La paralysie des cours se poursuit dans de nombreux établissements scolaires de Conakry, plus d’une semaine après le lancement d’une grève générale et illimitée par l’intersyndicale de l’éducation FSPE–SNE. Ce lundi 8 décembre 2025, plusieurs écoles de la commune de Sonfonia sont restées fermées, faute d’enseignants.
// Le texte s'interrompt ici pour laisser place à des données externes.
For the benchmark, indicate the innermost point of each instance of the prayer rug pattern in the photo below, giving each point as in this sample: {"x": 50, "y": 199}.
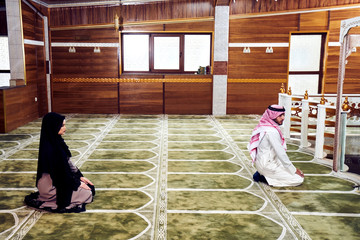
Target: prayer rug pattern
{"x": 173, "y": 177}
Dans les établissements visités, notamment le Lycée-collège Sonfonia Africof, le collège Sonfonia Rails et l’école primaire de Sonfonia, les salles de classe sont demeurées vides. Les enseignants, qui maintiennent leur participation au mouvement de grève, étaient absents. Les élèves, venus pour suivre les cours, ont dû rebrousser chemin.
« Je suis venu voir ce matin si on pouvait avoir cours, mais nos professeurs ne sont pas venus. C’est pourquoi je retourne à la maison », a expliqué un collégien rencontré à la sortie du Lycée-collège Sonfonia Africof, visiblement déçu.
Si le mouvement touchait initialement les établissements publics, il commence désormais à affecter certaines écoles privées. À Sonfonia, au moins une école privée a été contrainte de renvoyer tous les élèves, y compris les candidats aux examens nationaux, en raison du manque d’enseignants grévistes. « Nous sommes venus étudier, mais nos maîtres nous disent de rentrer à la maison, car ils sont en grève », a rapporté un candidat.
Du côté de l’intersyndicale, la détermination reste intacte. Le secrétaire général du SNE, Michel Pépé Balamou, a confirmé le maintien du mot d’ordre de grève. Il a rappelé qu’il s’agissait, selon lui, d’un droit constitutionnel pour tout travailleur estimant subir une injustice. Il a également appelé les cadres du système éducatif à ne pas céder aux « intimidations » et à rejoindre le mouvement.
Affirmant que les revendications portent notamment sur la signature du statut particulier révisé de l’éducation et sur la préservation des primes des enseignants, il a assuré que la mobilisation se poursuivrait : « La grève continue », a-t-il déclaré.
La crise, qui s’enlise, continue ainsi de toucher un nombre croissant d’établissements dans la capitale, laissant les élèves dans l’incertitude quant à la reprise des cours.